This petition was submitted during the 2015–2017 Conservative government
Petition Stop pay caps for agency nurses and pay freezes for NHS nurses
The wealth of experience amongst agency nurses plays a vital role in maintaining patient safety and quality of treatment, stepping in to support nursing colleagues in the NHS and private sector.
Morale in nursing is at an all time low. Pay freezes for NHS nurses and pay caps for agency nurses are only serving to make this problem worse. Nurses play a vital role in healthcare, and carry immense responsibility. Working anti social hours, and often under extremely stressful conditions. This needs to be reflected in their wage.
This petition is closed This petition ran for 6 months
This response was given on 10 December 2015
There are no pay freezes. Public sector pay awards will average 1% pa for 4 years. Temporary staff can play an important role but we consider they should not be rewarded more than permanent staff.
Read the response in full
NHS staff are our greatest asset and work incredibly hard for patients. The Government has taken tough decisions to protect NHS funding and increase staffing levels with almost 4,500 FTE more nurses, midwives and health visitors since 2010.
We agree that temporary staff can play an important role and the recent changes introduced do not ban the use of agency staff. The intention is for agency costs to be set to a proportionate and appropriate level, particularly given spend on temporary staff has grown rapidly in recent years, reaching £3.3 billion in 2014/15. Trusts are now required to use approved frameworks to procure temporary nursing staff from agencies. Under the new rate caps, Trusts can pay agencies no more than the capped rates to ensure that by April 2016 agency staff should receive no more than the equivalent hourly rate to that received by substantive staff. This will help ensure the NHS is better placed to recruit and retain the staff needed to deliver compassionate care for patients as well as delivering better value for the taxpayer.
We don’t agree that morale in nursing is at an all-time low. Morale as measured through staff engagement in the NHS Staff Survey show that registered nurses had a good score of 3.81/5 in 2014 (the latest available) up from 3.71 in 2012 (the first year staff engagement was recorded). However, we aren’t complacent as there’s too much variability across the NHS. That’s why the Government continues to commission NHS Employers to work with others including, for example, NHS England, to support trusts, which are responsible for the morale of their permanent and temporary staff, to improve their experience (engagement and health and wellbeing).
Although there was a pay freeze for two years (2011/2012 and 2012/2013) for most public sector staff including the NHS, many NHS staff including nurses continue to receive annual incremental pay rises at an average of over 3% each year, which is paid in addition to any annual pay award.
The pay freeze was vital to the Government’s plan for helping to restore public finances following the recession, but lower paid staff were protected with those earning £21,000 or less receiving a consolidated payment of £250.00 in both years.
In 2013/2014 - all employed NHS staff received a one percent consolidated pay increase;
In 2014/2015 - just under half of all employed NHS staff no longer eligible to receive incremental pay, received a one percent non-consolidated payment;
In 2015/2016 trade unions agreed a pay deal which gave most employed non-medical staff, including most nurses a 1% consolidated pay increase, with lower paid staff receiving higher consolidated increases of up to 5.6% on top of these increases, eligible staff also received incremental pay averaging more than 3%.
Trades unions agreed that to make the 2015/2016 pay deal affordable, higher paid staff would not receive a pay increase and their incremental pay would be frozen for twelve months.
The Government recognises that prolonged pay restraint is challenging for hard working public services staff, including nurses but that continued public sector pay restraint is essential in delivering the economic stability which will allow continued investment in the NHS and other public services for the longer term.
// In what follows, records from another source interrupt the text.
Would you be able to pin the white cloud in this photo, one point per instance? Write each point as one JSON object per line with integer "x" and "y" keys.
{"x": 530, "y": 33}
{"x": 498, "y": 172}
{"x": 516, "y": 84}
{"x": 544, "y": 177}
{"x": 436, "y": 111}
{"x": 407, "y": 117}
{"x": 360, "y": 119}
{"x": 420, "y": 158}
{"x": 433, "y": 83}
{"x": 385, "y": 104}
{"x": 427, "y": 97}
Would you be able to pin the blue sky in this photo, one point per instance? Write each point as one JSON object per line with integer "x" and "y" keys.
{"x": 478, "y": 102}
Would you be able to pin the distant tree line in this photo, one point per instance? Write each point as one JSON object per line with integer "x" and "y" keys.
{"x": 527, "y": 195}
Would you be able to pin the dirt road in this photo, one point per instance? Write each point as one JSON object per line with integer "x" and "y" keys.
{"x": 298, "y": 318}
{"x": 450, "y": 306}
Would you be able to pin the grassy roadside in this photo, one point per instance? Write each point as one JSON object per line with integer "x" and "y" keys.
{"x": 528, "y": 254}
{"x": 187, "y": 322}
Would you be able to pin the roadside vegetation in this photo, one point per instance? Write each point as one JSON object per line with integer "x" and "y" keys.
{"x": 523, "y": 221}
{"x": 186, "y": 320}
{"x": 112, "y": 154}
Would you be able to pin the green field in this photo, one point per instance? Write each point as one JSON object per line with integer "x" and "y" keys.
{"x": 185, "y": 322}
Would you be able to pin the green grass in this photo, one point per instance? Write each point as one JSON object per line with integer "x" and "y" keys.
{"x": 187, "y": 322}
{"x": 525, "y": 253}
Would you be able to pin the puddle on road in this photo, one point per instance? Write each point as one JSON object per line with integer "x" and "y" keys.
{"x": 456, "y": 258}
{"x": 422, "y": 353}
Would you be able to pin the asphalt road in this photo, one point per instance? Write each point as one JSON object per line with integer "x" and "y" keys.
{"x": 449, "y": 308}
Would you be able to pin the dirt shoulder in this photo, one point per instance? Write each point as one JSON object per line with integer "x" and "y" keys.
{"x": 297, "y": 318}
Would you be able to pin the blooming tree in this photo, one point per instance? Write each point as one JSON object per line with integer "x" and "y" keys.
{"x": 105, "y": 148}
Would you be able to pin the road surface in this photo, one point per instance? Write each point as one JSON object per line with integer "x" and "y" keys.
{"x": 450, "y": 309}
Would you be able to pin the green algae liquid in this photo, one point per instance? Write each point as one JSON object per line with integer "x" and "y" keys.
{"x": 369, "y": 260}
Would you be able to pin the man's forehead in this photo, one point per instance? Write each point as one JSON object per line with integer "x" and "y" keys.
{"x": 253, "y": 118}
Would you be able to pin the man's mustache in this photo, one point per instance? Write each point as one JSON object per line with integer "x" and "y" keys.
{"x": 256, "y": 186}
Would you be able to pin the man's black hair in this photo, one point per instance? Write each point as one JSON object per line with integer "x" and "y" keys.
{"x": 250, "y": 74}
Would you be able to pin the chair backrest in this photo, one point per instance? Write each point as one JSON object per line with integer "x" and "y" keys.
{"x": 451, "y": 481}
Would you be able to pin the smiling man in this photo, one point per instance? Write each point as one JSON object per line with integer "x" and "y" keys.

We know, according to the NHS Staff Survey 2014, that more nurses are dissatisfied than satisfied with their pay (45% against 31%). This is despite the fact that, according to the latest staff earnings estimates published by the Health and Social Care Information Centre (27/11/2015), mean annual basic pay per FTE qualified nurses stand at £30,834, a slight increase from the same time last year and above the figure for the NHS as a whole (£29,852) which remains well above the national average salary for 2015 of £26,500 (Office for National Statistics).
That’s why the Government has asked the independent Pay Review Bodies, for the 2016/2017 pay round to consider how best to distribute the 1% available for pay increases in a way which helps the NHS recruit, retain and motivate the skilled nurses and other staff it needs to deliver compassionate care to patients.
All NHS staff now receive Total Reward Statements which provide information on pay and non-pay benefit. We will continue to ensure nurses are fully aware of their benefits package from working in the NHS, including the potential for earnings well above the national average, and which provides one of the best public services pension schemes with a 14.3% employer contribution for each individual member of the Scheme.